Missing data is a widespread problem in machine learning. Bayesian inference is a robust solution to imputing missing values, particularly if multiple imputations are used to model the uncertainty regarding said values. Unfortunately, most existing MI programs are slow due the the sequential nature of the calculations. While some can be parallelised, not all MI programs have this functionality. Generally, these programs scale in geometric time with both size of dataset and missingness.

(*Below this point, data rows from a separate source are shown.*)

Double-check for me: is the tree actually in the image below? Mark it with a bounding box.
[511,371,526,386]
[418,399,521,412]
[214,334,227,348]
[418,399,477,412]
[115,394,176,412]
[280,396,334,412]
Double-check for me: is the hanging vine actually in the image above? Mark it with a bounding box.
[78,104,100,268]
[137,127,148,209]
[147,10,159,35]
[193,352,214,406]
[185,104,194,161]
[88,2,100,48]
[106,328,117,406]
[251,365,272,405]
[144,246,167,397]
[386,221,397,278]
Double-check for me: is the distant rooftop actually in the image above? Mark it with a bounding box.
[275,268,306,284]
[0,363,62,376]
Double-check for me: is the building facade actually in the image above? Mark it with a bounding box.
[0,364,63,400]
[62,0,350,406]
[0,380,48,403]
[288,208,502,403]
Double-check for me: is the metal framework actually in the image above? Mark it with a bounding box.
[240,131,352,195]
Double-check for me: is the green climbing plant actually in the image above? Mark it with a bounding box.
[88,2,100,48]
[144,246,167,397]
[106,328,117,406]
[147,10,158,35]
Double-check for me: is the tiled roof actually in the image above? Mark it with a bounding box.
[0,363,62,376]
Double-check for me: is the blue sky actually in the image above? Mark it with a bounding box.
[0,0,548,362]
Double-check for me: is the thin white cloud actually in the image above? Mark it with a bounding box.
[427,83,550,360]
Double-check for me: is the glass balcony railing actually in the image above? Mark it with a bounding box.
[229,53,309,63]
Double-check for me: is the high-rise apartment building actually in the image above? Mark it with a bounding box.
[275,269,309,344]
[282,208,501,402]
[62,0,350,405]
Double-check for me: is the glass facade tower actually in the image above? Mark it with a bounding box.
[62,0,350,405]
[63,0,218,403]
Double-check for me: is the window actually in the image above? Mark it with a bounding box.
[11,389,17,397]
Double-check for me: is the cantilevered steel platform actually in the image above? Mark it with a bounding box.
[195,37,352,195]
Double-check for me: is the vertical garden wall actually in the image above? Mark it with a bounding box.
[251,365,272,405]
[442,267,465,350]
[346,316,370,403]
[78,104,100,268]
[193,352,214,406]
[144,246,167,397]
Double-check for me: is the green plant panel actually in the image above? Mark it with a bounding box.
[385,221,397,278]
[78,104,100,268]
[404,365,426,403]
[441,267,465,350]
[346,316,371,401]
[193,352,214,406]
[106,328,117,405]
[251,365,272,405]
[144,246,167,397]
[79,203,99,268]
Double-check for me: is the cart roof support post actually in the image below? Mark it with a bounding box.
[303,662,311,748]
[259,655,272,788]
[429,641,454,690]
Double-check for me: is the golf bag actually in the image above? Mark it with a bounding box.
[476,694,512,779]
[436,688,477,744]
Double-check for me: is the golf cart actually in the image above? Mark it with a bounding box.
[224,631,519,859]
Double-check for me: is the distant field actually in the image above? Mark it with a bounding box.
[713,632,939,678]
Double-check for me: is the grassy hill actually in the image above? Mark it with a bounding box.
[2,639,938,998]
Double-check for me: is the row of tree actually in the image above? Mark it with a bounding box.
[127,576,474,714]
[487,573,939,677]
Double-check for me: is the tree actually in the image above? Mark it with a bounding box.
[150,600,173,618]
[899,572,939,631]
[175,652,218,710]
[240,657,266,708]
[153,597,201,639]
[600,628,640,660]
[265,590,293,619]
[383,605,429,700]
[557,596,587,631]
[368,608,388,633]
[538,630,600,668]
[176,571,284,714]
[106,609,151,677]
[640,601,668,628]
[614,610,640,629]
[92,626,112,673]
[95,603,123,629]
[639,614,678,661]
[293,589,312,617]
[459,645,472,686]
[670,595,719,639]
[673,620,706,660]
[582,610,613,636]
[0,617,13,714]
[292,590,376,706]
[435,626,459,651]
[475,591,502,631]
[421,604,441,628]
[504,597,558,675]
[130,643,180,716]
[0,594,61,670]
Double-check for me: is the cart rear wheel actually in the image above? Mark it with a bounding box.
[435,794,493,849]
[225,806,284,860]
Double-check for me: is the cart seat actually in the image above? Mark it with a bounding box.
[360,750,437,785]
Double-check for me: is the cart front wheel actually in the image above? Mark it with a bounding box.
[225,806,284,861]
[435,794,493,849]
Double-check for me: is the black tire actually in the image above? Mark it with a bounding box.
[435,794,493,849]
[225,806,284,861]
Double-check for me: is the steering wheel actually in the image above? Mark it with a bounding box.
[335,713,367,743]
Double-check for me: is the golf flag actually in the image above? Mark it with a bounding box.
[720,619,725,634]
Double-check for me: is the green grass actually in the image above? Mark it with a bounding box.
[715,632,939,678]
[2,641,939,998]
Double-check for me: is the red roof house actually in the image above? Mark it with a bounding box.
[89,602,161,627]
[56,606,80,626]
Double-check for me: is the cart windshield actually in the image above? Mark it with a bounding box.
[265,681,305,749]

When trained with Monte Carlo dropout, a neural network is capable of approximate Bayesian inference (specifically, VI) while scaling in linear time relative to dataset, and regardless of missingness. Compared to existing methods, neural network-based MI is a high performance, scalable machine learning solutions capable of distributed training and inference. Denoising autoencoders represent one implementation of a neural network, which is trained to reconstruct a corrupted input. With some manipulation, they can be coerced to handle missing data. This is why MIDAS was created. MIDAS allows the most advanced algorithms in machine learning to be applied to the imputation of missing data, leveraging the principle of Bayesian nonparametrics to minimise bias and inaccuracy in imputed values.
MIDAS requires
- Python (>=2.7 or >=3.5)
- Numpy (>=1.8.2)
- Pandas (>=0.19.2)
- Tensorflow (>= 1.3)
- Matplotlib
Tensorflow also has a number of requirements, particularly if GPU acceleration is desired. See https://www.tensorflow.org/install/ for details.
Currently, installation via pip/conda is not supported. For this early period, simply download the MIDAS.py script into the project working directory and call from there.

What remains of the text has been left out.